Short of a better word to call them, that’s what I’ve named this part. They get attached to the linkage that attaches to the solenoid armature and do the actual turning of the flipper. I milled them out tonight, then found the length of the linkage part I need, 0.660″ on 1/8″ centered holes. I also need a longer M6 bolt, 30-35mm instead of the 25 that I have.
Anyway, the small hole is for a 3/32″ coiled spring pin to hold things together.
I finished facing the flippers on the milling machine tonight. It turns out that if you put two of them together they clamp down perfectly in the vise.
So last night I cut a 3/8″ aluminum rod, drilled a hole through it, and tapped it for an M3 bolt. I had to ream the flipper’s 0.376″ hole out again, but once I did the rod fit perfectly. I screwed in the bolt and it looks great. Next step is to face the top of that flipper so I can put some rubber on it!
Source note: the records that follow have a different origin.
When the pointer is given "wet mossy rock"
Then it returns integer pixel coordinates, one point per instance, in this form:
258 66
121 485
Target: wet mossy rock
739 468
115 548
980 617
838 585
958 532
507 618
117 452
Last night I didn’t spend much time working, but I tested my drilling and counterboring techniques (still have room for improvement, but getting better) and parting the finished parts from the stock they were milled on. The final step in this process will be to face the top in the mill so it’s true to the bottom edge. My next steps are to mill the armature piece that turns the rod in the flipper, and to finish and test my complete flipper mechanism. So here are a couple of pictures of the parts removed from the stock. I really like the idea of leaving a shoulder around the part where I intend to cut it off, it made a great guide when I took it to the bandsaw, and even left a small bit of material so I’m not having to face down into the part and remove some of the height.
I finally made a good flipper! After yesterday’s mistakes, I had three bits of raw material left to make the flippers I need. Today I examined my CNC programming, learned what mistakes I made and how to fix them (and hopefully avoid them in the future), and reprogrammed the mill to make my flipper. So I run through the whole process, three different tools, and it looks great. Then I put it next to yesterday’s failures and see that the 0.376″ hole looks way bigger than in should. Sure enough, the auto toolpath algorithm cut to the outside of the hole instead of the inside! So I get back to the CAM station (it’s connected to the milling machine), fix the toolpath, and go back and happily start getting my second flipper. Except when it gets to the hole, it’s cut too big again. Arg! Then I realize that although I fixed the toolpath, I never sent the revised instruction set to the milling machine and I just reran the bad program. *Sigh*
So I resend the file, cross my fingers, put my last bit of material in the vise, and start machining. Sure enough, I get my first viable part! Aside from my time, manufacturing this single flipper has cost me about $24 in materials. My next one, as long as I don’t make some other silly mistake, will cost me about $3. Way more reasonable.
I ended the night on a success, which is nice. Soon I’ll mill the other armature piece I need, and I’ll assemble the full flipper mechanism and be ready to test it!
Tonight I milled the flipper program I finished last Saturday. I made several mistakes, both stemming from my inexperience with the milling coordinate system. The parts still look nice, so I’ll keep developing my technique and finish them despite not being able to use them on my table.
I had only a short time today, but I used it to get a refresher on the use of the software that runs the milling machine and to get the two new parts I’m milling ready to go. After some great suggestions from my mentor Marty, I decided to change the way I’m making the flipper and mill it upside down. It will take longer, but will allow me to accurately mill the 0.376″ hole in the bottom. It does mean using a key cutter to cut part of the outside profile though, since there is a 0.100″ overhang when cutting this way. The part will then be removed with a band saw and faced on the mill.
The second part, the arm that turns the flipper shaft, will be quicker to make but generally be done in the same fashion. I will be making these parts Monday evening after work.